Solar is undeniably growing. The U.S. Energy Information Administration is forecasting a 37 per cent increase in American solar power in 2024, mirroring rapid growth in solar capacity globally.
Chatterjee predicts that should Trump be elected again, "clean energy and decarbonization will continue to thrive. Nothing is going to stop the trajectory of the clean energy transition. It's here. It's happening. And I think it's time for conservatives to start embracing it."
Many have been calling on Trump to maintain parts of the Inflation Reduction Act, with some Republican members of Congress saying major investments in new U.S. energy infrastructure and tax credits have "spurred innovation, incentivized investment and created good jobs."
The difference between Trump and Harris, Chatterjee said, is Trump will never say any of his policies are remotely related to combatting climate change.
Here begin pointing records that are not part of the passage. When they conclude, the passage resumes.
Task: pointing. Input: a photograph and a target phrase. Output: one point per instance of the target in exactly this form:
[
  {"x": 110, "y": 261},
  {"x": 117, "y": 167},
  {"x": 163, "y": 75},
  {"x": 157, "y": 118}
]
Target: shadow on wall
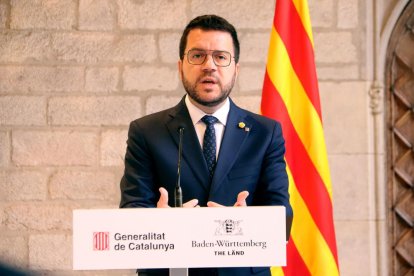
[{"x": 12, "y": 271}]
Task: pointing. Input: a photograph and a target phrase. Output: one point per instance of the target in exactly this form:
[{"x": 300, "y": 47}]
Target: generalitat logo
[
  {"x": 228, "y": 227},
  {"x": 101, "y": 241}
]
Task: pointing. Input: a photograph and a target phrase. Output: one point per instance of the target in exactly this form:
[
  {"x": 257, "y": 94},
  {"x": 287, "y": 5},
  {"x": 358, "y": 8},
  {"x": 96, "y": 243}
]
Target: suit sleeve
[{"x": 137, "y": 184}]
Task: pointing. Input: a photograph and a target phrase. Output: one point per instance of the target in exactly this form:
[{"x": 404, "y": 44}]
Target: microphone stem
[{"x": 178, "y": 193}]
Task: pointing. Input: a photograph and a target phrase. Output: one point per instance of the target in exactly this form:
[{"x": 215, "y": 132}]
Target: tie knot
[{"x": 209, "y": 120}]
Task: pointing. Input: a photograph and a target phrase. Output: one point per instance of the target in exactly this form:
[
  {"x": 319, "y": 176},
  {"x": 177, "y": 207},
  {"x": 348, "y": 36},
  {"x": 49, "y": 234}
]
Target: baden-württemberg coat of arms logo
[{"x": 228, "y": 227}]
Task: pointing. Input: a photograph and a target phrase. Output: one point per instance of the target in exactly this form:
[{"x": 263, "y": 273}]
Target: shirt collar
[{"x": 196, "y": 114}]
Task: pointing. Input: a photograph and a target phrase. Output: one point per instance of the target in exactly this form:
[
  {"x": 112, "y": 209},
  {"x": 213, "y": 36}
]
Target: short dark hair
[{"x": 210, "y": 23}]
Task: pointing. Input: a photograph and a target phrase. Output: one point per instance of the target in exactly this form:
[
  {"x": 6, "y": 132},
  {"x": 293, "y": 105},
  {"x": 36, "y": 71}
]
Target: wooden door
[{"x": 400, "y": 144}]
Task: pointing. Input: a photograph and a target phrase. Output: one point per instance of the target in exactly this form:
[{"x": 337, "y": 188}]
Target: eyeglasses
[{"x": 198, "y": 57}]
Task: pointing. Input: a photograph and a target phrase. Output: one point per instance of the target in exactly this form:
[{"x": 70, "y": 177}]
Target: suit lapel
[
  {"x": 192, "y": 153},
  {"x": 232, "y": 142}
]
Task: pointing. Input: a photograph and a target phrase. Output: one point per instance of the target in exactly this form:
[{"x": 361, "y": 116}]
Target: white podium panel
[{"x": 179, "y": 237}]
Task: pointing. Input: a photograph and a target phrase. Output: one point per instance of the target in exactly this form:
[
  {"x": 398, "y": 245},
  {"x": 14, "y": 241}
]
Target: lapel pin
[{"x": 242, "y": 125}]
At his rallies and in his speeches, Trump says the Democrats are wasting money with "crazy" climate initiatives, when the country has "liquid gold" under its feet. At the Republican convention in July, he promised to slash energy costs in manufacturing and household goods.
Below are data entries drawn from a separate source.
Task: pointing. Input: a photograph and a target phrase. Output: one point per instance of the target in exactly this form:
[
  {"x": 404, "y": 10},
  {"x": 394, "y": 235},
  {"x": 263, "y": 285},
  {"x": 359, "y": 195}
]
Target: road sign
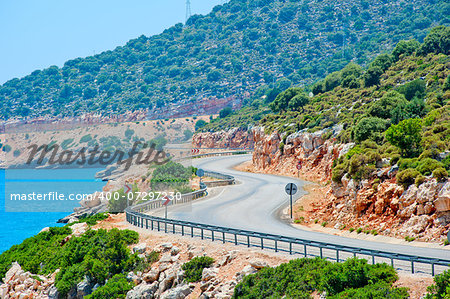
[
  {"x": 291, "y": 188},
  {"x": 200, "y": 172},
  {"x": 127, "y": 188},
  {"x": 167, "y": 200}
]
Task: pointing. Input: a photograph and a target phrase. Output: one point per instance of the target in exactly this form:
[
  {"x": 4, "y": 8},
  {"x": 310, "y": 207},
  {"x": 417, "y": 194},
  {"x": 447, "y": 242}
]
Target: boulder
[
  {"x": 140, "y": 248},
  {"x": 79, "y": 228},
  {"x": 13, "y": 272},
  {"x": 258, "y": 264},
  {"x": 151, "y": 276},
  {"x": 427, "y": 191},
  {"x": 84, "y": 288},
  {"x": 442, "y": 203},
  {"x": 177, "y": 293},
  {"x": 209, "y": 273},
  {"x": 143, "y": 291}
]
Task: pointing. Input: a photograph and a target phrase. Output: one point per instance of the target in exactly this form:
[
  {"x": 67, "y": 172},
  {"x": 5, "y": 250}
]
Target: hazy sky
[{"x": 36, "y": 34}]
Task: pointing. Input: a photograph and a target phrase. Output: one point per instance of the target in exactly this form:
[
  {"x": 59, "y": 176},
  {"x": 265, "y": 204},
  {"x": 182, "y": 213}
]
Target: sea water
[{"x": 22, "y": 219}]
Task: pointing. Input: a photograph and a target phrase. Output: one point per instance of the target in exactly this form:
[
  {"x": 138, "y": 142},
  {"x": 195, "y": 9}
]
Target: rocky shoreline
[{"x": 421, "y": 213}]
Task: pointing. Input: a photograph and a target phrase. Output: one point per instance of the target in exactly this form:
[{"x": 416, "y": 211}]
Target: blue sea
[{"x": 20, "y": 219}]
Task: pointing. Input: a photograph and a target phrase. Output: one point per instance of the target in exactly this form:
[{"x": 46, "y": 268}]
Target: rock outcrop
[
  {"x": 21, "y": 284},
  {"x": 234, "y": 138},
  {"x": 382, "y": 205}
]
His campaign says EV mandates threaten American autoworkers and force consumers to buy expensive electric cars.
In an interview last week, Trump mocked the "fools" and "lunatics" who are talking about global warming.
"They don't call it that anymore. They call it climate change because some parts of the world are cooling, some are warming; so that didn't work," he said, "these lunatics who are warning the oceans will rise an eighth of an inch [0.3 centimetres] in 355 years."
In fact, sea level rise has topped 15 to 20 centimetres in the southern United States over the past 15 years, according to a Washington Post analysis of satellite data and data from the National Oceanic and Atmospheric Administration.
Silent on climate goals
Trump's campaign has so far been silent on climate goals and bringing down carbon emissions from burning fossil fuels.
He's promised to "terminate the socialist Green New Deal," referring to the Inflation Reduction Act, and make the country "energy dominant" in part by increasing energy production and ending "market-distorting" restrictions on oil, natural gas and coal, summarized in his rallying cry: "We're going to drill, baby, drill."
Shiney-Ajay, with the Sunrise Movement, said Trump and his supporters have "villainized a lot of climate positions," with the consequence in this election "of creating this bogeyman," where "you can't go left on climate" and win the election.
She counters that even though climate is not at the top of most voters' list of priorities this year, a majority of Americans want more federal action to combat what they experience daily — from extreme storms and soaring temperatures to raging wildfires.
Over the next eight weeks, political analysts forecast Harris will continue to frame clean energy and natural gas as two paths to the future, while Trump invokes "drill, baby, drill."